ANY innocent still possessed of the illusion that the British legal system is the impartial instrument of justice should get down to Belmarsh prison on the windswept Thames estuary first thing in the morning and stand in line for one of the very few public seats in this prison-house courtroom.

If lucky enough to gain admission, they will see screened behind security glass and guarded by prison officers the weakened figure of Julian Assange, currently on trial for the rest of his life and maybe for his life itself.

The Australian journalist is not accused of any crime committed in this country or against its citizens. 

The much-publicised charges against him in Sweden were abandoned the moment he was prised away from the sanctuary of the Ecuadorian embassy.  
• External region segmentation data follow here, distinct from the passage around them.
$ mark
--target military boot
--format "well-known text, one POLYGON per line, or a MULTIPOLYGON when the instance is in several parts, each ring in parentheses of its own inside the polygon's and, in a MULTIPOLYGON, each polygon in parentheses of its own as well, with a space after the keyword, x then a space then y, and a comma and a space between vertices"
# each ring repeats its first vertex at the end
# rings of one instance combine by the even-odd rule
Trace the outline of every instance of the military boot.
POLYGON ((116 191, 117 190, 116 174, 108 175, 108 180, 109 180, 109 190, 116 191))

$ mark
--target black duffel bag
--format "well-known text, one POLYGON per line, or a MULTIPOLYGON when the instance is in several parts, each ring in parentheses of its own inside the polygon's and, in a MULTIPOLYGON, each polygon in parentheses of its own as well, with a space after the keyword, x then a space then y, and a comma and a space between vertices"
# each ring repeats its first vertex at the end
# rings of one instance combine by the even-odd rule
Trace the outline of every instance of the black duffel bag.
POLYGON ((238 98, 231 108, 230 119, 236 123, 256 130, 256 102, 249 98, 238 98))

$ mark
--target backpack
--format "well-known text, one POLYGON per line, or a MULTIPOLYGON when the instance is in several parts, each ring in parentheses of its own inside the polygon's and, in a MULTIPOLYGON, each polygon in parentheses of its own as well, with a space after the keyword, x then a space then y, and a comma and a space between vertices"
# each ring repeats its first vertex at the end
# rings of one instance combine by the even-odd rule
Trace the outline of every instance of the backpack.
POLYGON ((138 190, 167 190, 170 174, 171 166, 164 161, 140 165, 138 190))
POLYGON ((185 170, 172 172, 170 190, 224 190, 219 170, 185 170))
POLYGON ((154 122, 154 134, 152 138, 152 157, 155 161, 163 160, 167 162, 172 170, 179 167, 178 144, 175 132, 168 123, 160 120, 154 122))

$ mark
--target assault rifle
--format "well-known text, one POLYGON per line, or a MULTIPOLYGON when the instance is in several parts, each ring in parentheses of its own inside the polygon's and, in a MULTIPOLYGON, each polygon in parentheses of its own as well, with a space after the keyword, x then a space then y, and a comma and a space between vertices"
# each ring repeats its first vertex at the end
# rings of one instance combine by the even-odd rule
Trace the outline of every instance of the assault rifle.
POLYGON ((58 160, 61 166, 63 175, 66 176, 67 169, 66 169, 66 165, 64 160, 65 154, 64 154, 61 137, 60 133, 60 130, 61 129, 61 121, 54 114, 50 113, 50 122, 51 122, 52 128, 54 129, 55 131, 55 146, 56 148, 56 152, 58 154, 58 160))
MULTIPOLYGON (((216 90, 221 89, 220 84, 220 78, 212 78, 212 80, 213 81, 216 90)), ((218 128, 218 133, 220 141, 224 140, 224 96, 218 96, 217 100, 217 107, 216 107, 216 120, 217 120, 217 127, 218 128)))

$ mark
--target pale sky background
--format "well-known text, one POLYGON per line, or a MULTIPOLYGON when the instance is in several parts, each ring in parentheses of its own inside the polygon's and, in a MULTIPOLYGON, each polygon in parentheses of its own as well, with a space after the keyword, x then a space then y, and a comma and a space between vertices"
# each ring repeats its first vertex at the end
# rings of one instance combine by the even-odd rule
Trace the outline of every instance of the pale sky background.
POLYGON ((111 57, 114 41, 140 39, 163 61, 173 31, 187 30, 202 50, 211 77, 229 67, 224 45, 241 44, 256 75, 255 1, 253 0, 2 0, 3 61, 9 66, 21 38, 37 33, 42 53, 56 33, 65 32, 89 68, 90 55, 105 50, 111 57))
He has served his time for jumping bail in this country and is presently held on remand under the punitive security conditions reserved for dangerous criminals and terrorists.

Anyone minded to condemn him for this bail-jumping might consider how they would act if the alternative was a rendition flight to a United States federal prison and the prospect of a life sentence for the crime of exposing the machinations of the United States imperial war machine.

A reminder of why Assange is in prison: as editor-in-chief of the media organisation Wikileaks he was associated with the dissemination of a very large number of documents supplied by the US army intelligence analyst Chelsea Manning.

These mostly related to the wars on Iraq and Afghanistan and to the exercise of US global power, including the illegal rendition of people to the extra-territorial detention centre at Guantanamo.

The most striking episode exposed by this material was a video and audio capture showing the US military in Iraq attacking civilians on the ground and killing 18 of them, including two journalists.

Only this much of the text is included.